The qualities of a good decision maker:

What if we dig deeper and discover that the information that is just offstage? We can’t possibly hope to make a good decision without doing this analysis. Yet developing an opinion is very easy without doing it. Most of the times, the kinds of decisions people make and the outcomes of those decisions don’t have any impressive impact on the humanity. Career choice, for instance, are abandoned or regretted. Business decisions are frequently flawed.

On the personal front, we are not much better, People don’t save enough for retirement, and when they save, they consistently erode their own stock port-folios by buying high and selling low. Young people start relationships with people who are bad for them. Middle-aged people let work interfere with their family lives. The older people wonder why they didn’t take more time to smell the roses when they were younger.

The main problems with our decision-making are the biases, the irrationality. When it comes to making decisions, its clear that our brains are flawed instruments. But less attention has been paid to another compelling question: Given that we’re wired to act foolishly sometimes, how can we do better?

Sometimes, we are given the advice to trust our guts when we make important decisions. Unfortunately, our guts are full of questionable advice. And if we can’t trust our guts, then what can we trust?

How to make a good decision?

Therefore, if we aspire to make better choices, then we must learn how the biases work and how to fight them.

If we think about how to make a normal decision, it usually proceeds in four steps:

Firstly, we encounter a choice.

Secondly, we analyze our options

Thirdly, we make a choice.

Fourthly, we live with it.

And what we can see is that there is a villain that afflicts each of these stages:

  1. We encounter a choice. But, narrow framing makes us miss options.

  2. We analyze our options. But, the confirmation bias leads us to gather self-serving information.

  3. We make a choice. But, short-term emotion will often tempt us to make the wrong one.

  4. Then we live with it. But, we’ll often be over confident about how the future will unfold.

We must understand that we can’t deactivate our biases, but we can counteract them with right discipline. The nature of each villain suggests a strategy for defeating it:

  1. Widen our options. How can we expand our set of choices?

  2. Reality test your assumptions. How can we get outside our head and collect information that we can trust?

  3. Attain distance before deciding. How can we overcome short-term emotion and conflict of interest to make the best choice?

  4. Prepare to be wrong. How can we plan for an uncertain future so that we give our decisions the best chance to succeed?

Conclusions:

There must be no discrimination against women and men on the ground of sex.
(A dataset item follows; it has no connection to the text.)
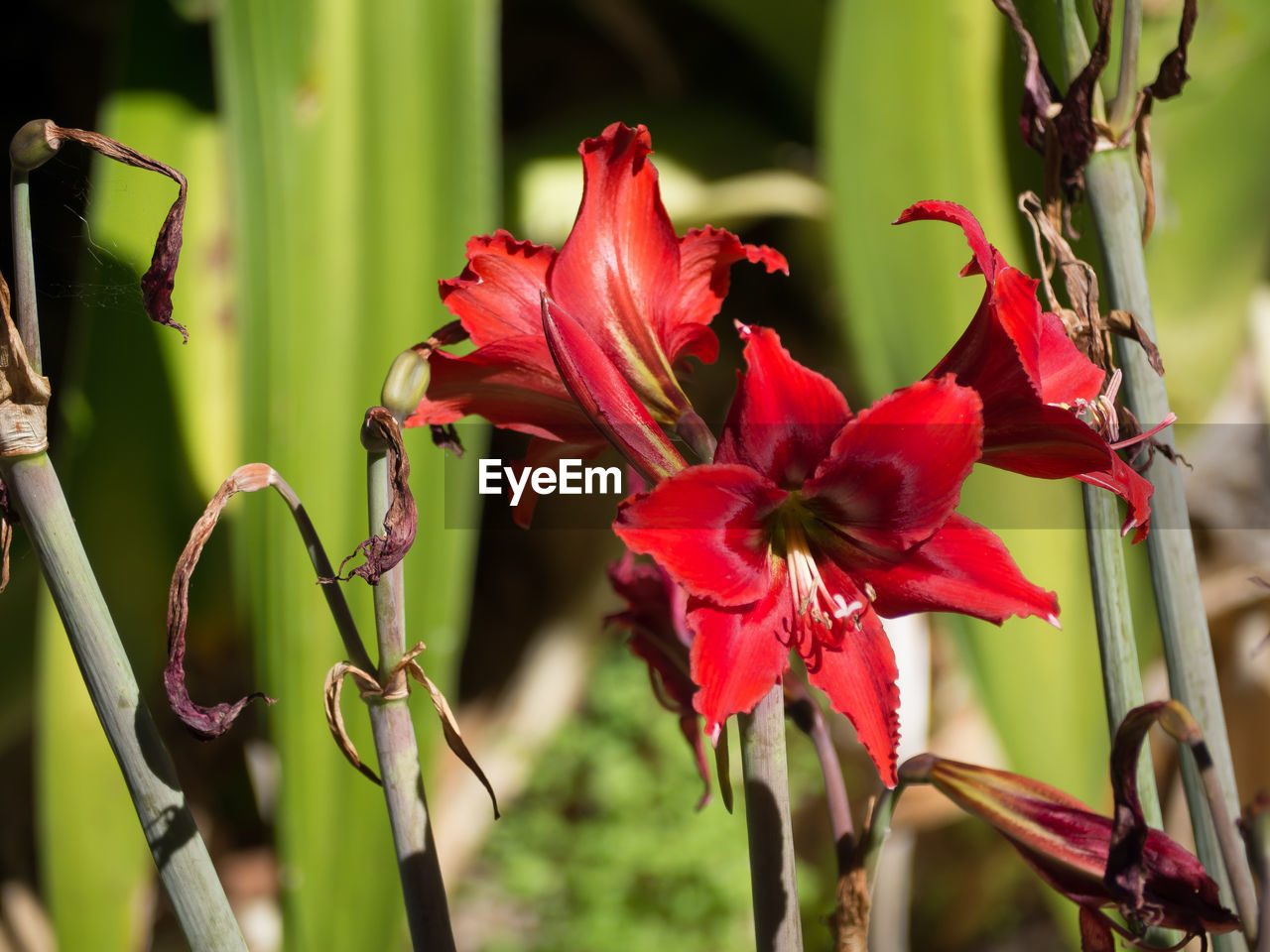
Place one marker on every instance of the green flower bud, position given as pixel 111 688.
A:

On the other hand, discrimination greedily emphasizes more on the power, position and the perpetuity of life rather than focusing on the responsibilities to the society and to the nation.

Therefore, if a good decision has been made by a decision maker the society will always get benefits from it. It may not be, in this regard, meaningful to create any discrimination on the ground of sex that she is a woman of decision or he is a man of decision.